My Oxycontin Experience
I really couldn't support my upper body without experiencing excruciating spasms across my back. After a series of tests and a cup full of pee, they got to my allergies: no aspirin, no morphine, no ibuprofen, no shellfish (and no pineapple, but they really weren't planning on giving me pineapple; shellfish, apparently, is important because if they ever give me dye for a scan, I might be allergic to the iodine in the die). So Valerie gave me Oxycontin -- opium to the developing world -- and ordered some chest xrays.

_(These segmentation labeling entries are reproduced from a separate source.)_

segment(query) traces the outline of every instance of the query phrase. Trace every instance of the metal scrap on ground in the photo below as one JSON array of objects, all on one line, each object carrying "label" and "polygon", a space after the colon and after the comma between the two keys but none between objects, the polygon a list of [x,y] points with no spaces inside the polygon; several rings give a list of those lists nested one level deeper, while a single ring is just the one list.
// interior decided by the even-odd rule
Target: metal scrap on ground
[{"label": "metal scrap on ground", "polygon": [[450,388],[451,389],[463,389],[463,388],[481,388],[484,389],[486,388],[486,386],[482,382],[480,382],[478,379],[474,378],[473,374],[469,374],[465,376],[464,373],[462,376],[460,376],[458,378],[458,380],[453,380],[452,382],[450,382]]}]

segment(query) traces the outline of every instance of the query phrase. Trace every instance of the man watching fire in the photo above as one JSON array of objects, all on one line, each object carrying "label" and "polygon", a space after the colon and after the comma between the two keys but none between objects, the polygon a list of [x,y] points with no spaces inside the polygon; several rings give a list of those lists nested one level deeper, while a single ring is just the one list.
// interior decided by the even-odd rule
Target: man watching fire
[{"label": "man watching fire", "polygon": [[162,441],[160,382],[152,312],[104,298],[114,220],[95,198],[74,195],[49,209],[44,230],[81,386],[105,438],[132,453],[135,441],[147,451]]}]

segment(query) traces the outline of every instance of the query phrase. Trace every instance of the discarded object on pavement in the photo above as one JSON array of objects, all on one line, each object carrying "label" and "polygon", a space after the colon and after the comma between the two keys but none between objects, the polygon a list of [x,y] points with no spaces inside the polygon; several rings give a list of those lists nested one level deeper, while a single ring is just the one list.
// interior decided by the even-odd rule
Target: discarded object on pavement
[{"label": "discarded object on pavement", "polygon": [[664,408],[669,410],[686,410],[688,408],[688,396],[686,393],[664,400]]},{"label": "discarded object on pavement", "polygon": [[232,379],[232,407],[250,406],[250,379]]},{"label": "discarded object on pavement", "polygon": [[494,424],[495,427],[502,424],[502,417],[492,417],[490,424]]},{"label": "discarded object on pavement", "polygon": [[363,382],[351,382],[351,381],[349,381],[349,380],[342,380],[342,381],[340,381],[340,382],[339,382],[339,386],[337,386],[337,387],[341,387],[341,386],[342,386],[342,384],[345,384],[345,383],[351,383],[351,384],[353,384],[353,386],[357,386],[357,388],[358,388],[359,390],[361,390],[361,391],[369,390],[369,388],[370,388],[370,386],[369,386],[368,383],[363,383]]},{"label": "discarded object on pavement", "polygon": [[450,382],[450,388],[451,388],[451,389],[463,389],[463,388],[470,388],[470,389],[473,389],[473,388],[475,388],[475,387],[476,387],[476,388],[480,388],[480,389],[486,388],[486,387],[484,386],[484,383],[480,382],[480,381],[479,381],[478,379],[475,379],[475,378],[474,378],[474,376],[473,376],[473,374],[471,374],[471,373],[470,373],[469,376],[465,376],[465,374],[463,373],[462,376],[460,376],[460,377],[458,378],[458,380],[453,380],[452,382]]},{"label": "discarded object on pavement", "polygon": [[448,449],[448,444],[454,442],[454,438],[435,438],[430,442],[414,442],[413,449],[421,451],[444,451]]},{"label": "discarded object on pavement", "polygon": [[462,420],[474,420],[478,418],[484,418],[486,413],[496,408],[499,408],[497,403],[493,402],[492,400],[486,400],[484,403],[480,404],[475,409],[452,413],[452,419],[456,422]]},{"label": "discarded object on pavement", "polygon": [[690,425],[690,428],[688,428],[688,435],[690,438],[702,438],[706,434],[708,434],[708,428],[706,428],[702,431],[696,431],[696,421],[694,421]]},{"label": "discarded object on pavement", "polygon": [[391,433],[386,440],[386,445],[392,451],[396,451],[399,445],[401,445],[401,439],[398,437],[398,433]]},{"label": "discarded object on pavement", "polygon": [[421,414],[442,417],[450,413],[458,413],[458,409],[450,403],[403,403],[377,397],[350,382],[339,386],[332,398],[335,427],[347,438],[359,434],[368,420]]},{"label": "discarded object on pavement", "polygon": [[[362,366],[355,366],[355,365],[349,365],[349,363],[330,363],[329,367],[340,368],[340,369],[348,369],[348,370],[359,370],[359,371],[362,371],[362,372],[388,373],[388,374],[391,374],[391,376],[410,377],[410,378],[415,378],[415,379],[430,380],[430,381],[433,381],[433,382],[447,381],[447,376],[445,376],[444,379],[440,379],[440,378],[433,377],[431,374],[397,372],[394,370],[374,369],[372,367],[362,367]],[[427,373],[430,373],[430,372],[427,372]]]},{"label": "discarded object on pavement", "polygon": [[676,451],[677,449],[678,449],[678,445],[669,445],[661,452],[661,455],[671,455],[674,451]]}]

After about 15 minutes, no allergies had appeared and my back pain was reduced substantially. Only trouble was I felt like hurling for three hours. That afternoon when I took my second dose, I ended up with a mixing bowl full of regugitated swiss cheese, crackers and some coffee. When I started reading about Oxycontin, this painkiller I wasn't allergic to, I found out more about its addictive properties (Rush Limbaugh): it seems that it's one of few painkillers that increases it's painkilling effect as you up the dosage. Most painkillers will reach a threshold of effectivity; percocet won't. In the meantime, I'm not worried about addiction, unless I want to be throwing up every hour.




Comments
That's Eminem's drug-of-choice. I think he has "Oxycontin" tatooed on his back or something.